Most days, I feel as though I’m floundering from task to task on my to-do list, knowing each is important somewhere in the grand scheme of things, but still feeling unfulfilled and unsettled because despite knowing that all of it matters somewhere, it doesn’t feel like any of it is worthwhile and I find myself feeling resentful of everything. It’s like a never-ending game of “Wipeout” in which there is no winner.
This whole pandemic has been incredibly difficult because so much of it has simply been survival, jumping through obstacles to get through each day, each week, each month, and ending each day, week, and month deflated because goals and ideas have to be tabled in order to make room for the support of survival. So much of it has been taking on tasks and projects to ease burdens, fixing problems, figuring out how to overcome the seemingly endless roadblocks that get in the way, listening to others share their thoughts on all kinds of topics, all of it sounding like criticism even when it isn’t meant to.

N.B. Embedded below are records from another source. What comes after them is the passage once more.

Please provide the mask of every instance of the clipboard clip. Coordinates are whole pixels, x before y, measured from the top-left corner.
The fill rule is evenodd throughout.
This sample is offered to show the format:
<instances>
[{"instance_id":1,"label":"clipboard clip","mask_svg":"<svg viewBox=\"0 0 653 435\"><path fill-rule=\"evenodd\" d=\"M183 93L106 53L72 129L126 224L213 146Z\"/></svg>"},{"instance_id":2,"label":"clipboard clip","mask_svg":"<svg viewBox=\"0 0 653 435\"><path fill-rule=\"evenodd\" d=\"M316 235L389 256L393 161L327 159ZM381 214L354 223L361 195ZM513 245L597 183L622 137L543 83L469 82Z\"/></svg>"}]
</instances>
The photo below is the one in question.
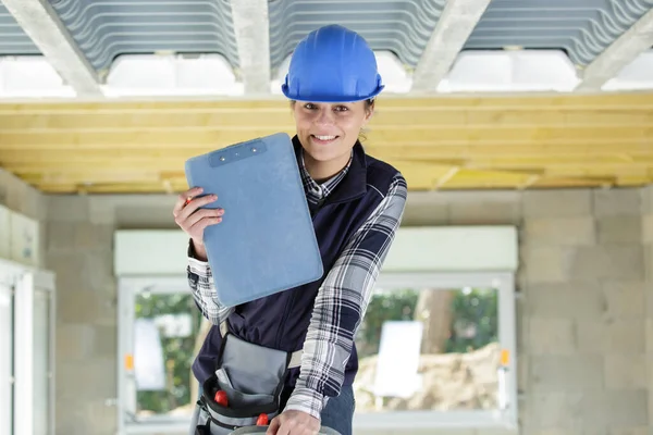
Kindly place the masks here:
<instances>
[{"instance_id":1,"label":"clipboard clip","mask_svg":"<svg viewBox=\"0 0 653 435\"><path fill-rule=\"evenodd\" d=\"M262 154L266 151L268 151L268 147L266 146L266 141L261 139L252 139L246 142L235 144L211 152L209 154L209 165L211 167L218 167Z\"/></svg>"}]
</instances>

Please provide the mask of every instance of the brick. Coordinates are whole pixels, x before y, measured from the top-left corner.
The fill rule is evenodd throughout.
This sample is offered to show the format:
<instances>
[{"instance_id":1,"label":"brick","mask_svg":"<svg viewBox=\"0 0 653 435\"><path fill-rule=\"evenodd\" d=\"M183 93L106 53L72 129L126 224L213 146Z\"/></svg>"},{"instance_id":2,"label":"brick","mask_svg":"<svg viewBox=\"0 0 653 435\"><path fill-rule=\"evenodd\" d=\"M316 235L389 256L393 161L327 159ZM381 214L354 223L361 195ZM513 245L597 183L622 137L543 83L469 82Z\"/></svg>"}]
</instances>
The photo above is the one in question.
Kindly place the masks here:
<instances>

And some days, despite the ever expanding to-do list of little tasks and checkboxes without checks in them, feelings of resentment and hopelessness, my bucket is filled by people who share the things that bring me joy, hope, and purpose and who share a piece of what I want my career to look like because it does make up a huge part who I am and my place in the world.
When I became a teacher, I was certain that I would remain in the classroom and had mixed feelings when I found that I wanted to do more and “more” would require me to give up my safe space where I had some semblance of control and felt confident (most of the time). I found that the “more” I sought would require being uncomfortable and unsure of myself, my knowledge, and my abilities.
I cannot afford another Master’s degree or a Ph.D. and I don’t know that either one would provide the growth I seek–the first Master’s degree certainly didn’t. I don’t enjoy formal research, nor am I eager to get bogged down in the endless stream of district level meetings, paperwork, school law, or waivers. I don’t want to be a principal when I grow up. This is as close to “admin” as I want to get, to be quite honest. And while I worry as I see so many friends who began their teaching careers around the same time as I did working toward administrator licensure that I am somehow behind and not heading in the right direction, I know that I would not be happy in a fully administrative position.
I get the opportunity to work on some level with several education-based organizations whose missions I truly believe in. Sadly, none of this work will pay a mortgage or buy food for furs who refuse to get jobs. Much of this work is far outside my comfort zone and challenges me to learn and grow in my knowledge of all that is Gifted.
I don’t claim to be an expert in gifted education and I never have–there’s so much to learn, I probably never will be an expert. Statistics and research studies don’t roll off my tongue in conversation about gifted education, but after serving and working alongside these kids for the past 15 years, I can tell you that they need advocates. They need someone who will stand next to them with guiding questions and encouragement while they try the things that make them uncomfortable, the things that aren’t typical, the things that don’t fit neatly into a Google form. They need someone who will go head to head with a colleague and say, “THIS is what she needs.” They need people who will “go to the mattresses” and fight for outside-the-box thinking to help a floundering gifted student. They need people who will provide support to educators serving them and preach challenging the process rather than quiet compliance from the rooftops. Gifted kids need something *different*in their educational experience, and doing the same thing as everyone else isn’t different enough.
Gifted kids need advocates who will focus on what’s most important, learning and growth, not checkboxes, to-do lists, and activities to prove they can regurgitate information. They need a cheering section when they take a risk and then hit an obstacle and wipeout, encouraging them to get out of the water and try again because that’s when the learning happens. And that is where I need to be, with others who will be their advocates and cheering section.